We will try our best to scrape up some info that will hopefully help diagnose
the problem, but since we have already crashed, something is definitely wrong
and this may fail.

key_buffer_size=8384512
read_buffer_size=131072
max_used_connections=0
max_threads=151
thread_count=0
connection_count=0
It is possible that mysqld could use up to
key_buffer_size + (read_buffer_size + sort_buffer_size)*max_threads = 338401 K
bytes of memory
Hope that's ok; if not, decrease some variables in the equation.

thd: 0x0
Attempting backtrace. You can use the following information to find out
where mysqld died.

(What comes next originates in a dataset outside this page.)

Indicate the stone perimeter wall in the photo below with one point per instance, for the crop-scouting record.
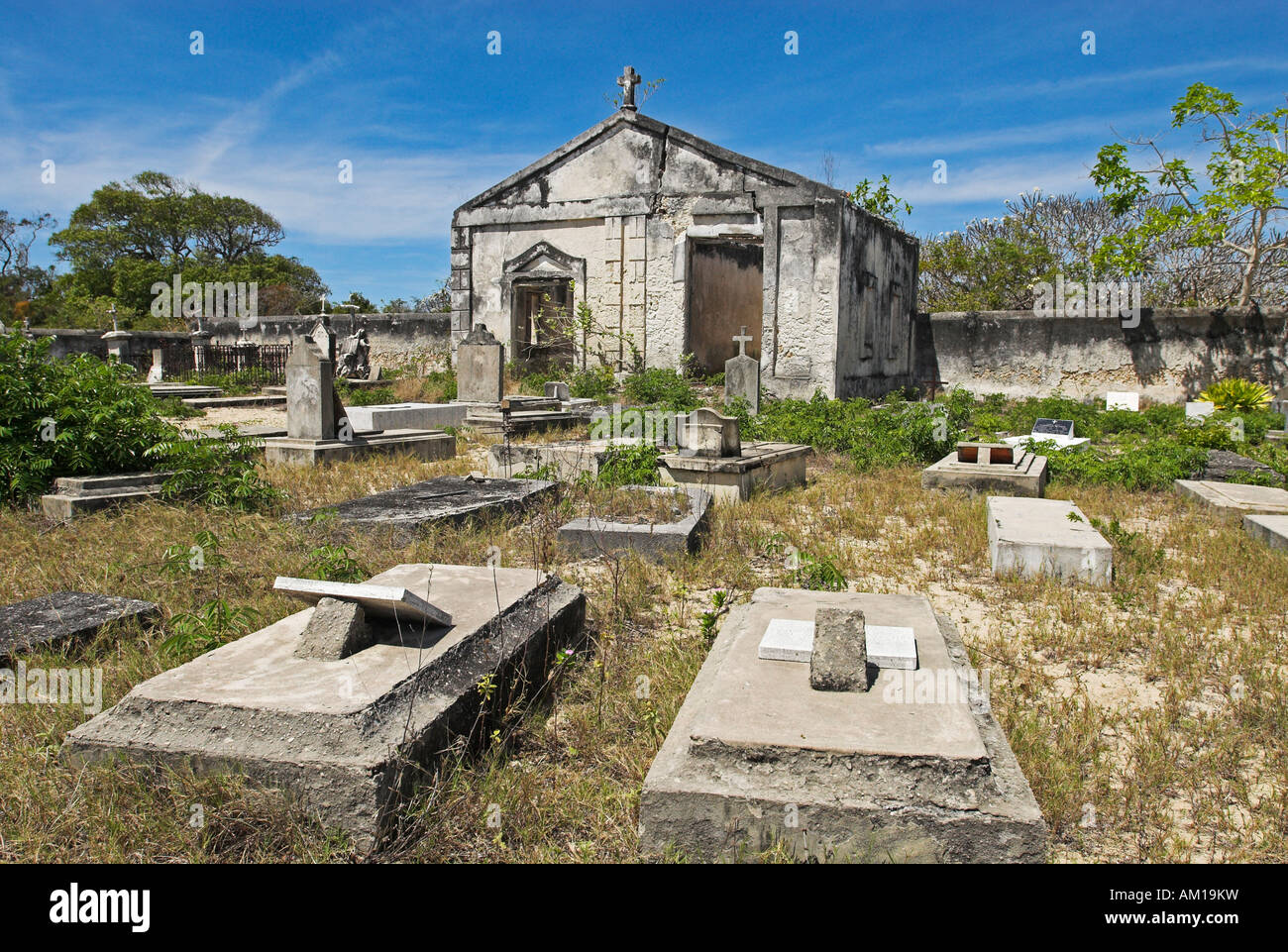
(1171, 356)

If you see no messages after this, something went
terribly wrong...
stack_bottom = (nil) thread_stack 0x40000
./mysqld(my_print_stacktrace+0x32) [0xc5f1e1]
./mysqld(handle_segfault+0x2a6) [0x6c724a]
/lib64/libpthread.so.0 [0x315b00f0f0]
/lib64/libpthread.so.0(raise+0x2b) [0x315b00efab]
./mysqld(Error::debugBreak()+0xe) [0x9efc84]
./mysqld(Error::error(char const*, ...)+0x131) [0x9efdb7]
./mysqld(Error::assertionFailed(char const*, char const*, int)+0x2d) [0x9efe5b]
./mysqld(IndexRootPage::indexMerge(Dbb*, int, SRLUpdateIndex*, unsigned int)+0x189) [0xa04593]
./mysqld(SRLUpdateIndex::execute()+0xd6) [0xa7713c]
./mysqld(SRLUpdateIndex::redo()+0x15) [0xa7716d]
./mysqld(SerialLog::recover()+0xd06) [0xa58160]
./mysqld(Database::openDatabase(char const*)+0x405) [0x9de5f3]
./mysqld(Connection::getDatabase(char const*, char const*, Threads*)+0x16a) [0x9ccea0]
./mysqld(Connection::openDatabase(char const*, char const*, char const*, char const*, char const*, Threads*)+0x1c8) [0x9ce1e0]
./mysqld(StorageDatabase::getOpenConnection()+0x89) [0x983e61]
./mysqld(StorageHandler::initialize()+0xa3) [0x986ef3]
./mysqld(StorageInterface::falcon_init(void*)+0x2ac) [0x97d390]
./mysqld(ha_initialize_handlerton(st_plugin_int*)+0xae) [0x82087a]
./mysqld [0x8d7df8]
./mysqld(plugin_init(int*, char**, int)+0x673) [0x8db5f1]
./mysqld [0x6caa65]
./mysqld(main+0x1f0) [0x6cb563]
/lib64/libc.so.6(__libc_start_main+0xe6) [0x315a41e546]
./mysqld [0x5d2c39]
The manual page at http://dev.mysql.com/doc/mysql/en/crashing.html contains
information that should help you find out what is causing the crash.
[Falcon] Error: assertion (lockState == 0) failed at line 132 in file SyncObject.cpp

Very likely this tablespace is no longer compatible with the latest server.

Unfortunately, the files provided demonstrate something quite different
from the error reported in the bug, and something that suggests that the
files themselves are corrupt.  Specifically, the falcon_master.fts header
page (page 0) contains several bad fields, including the wrong section 
id for the tablespaces table and the wrong size for the serial log 
segments.  It's possible that Falcon corrupted that tablespace, but it
seems more likely that it was damaged in transit.  If we had a bug that
broke header pages, we'd see it more often, I think.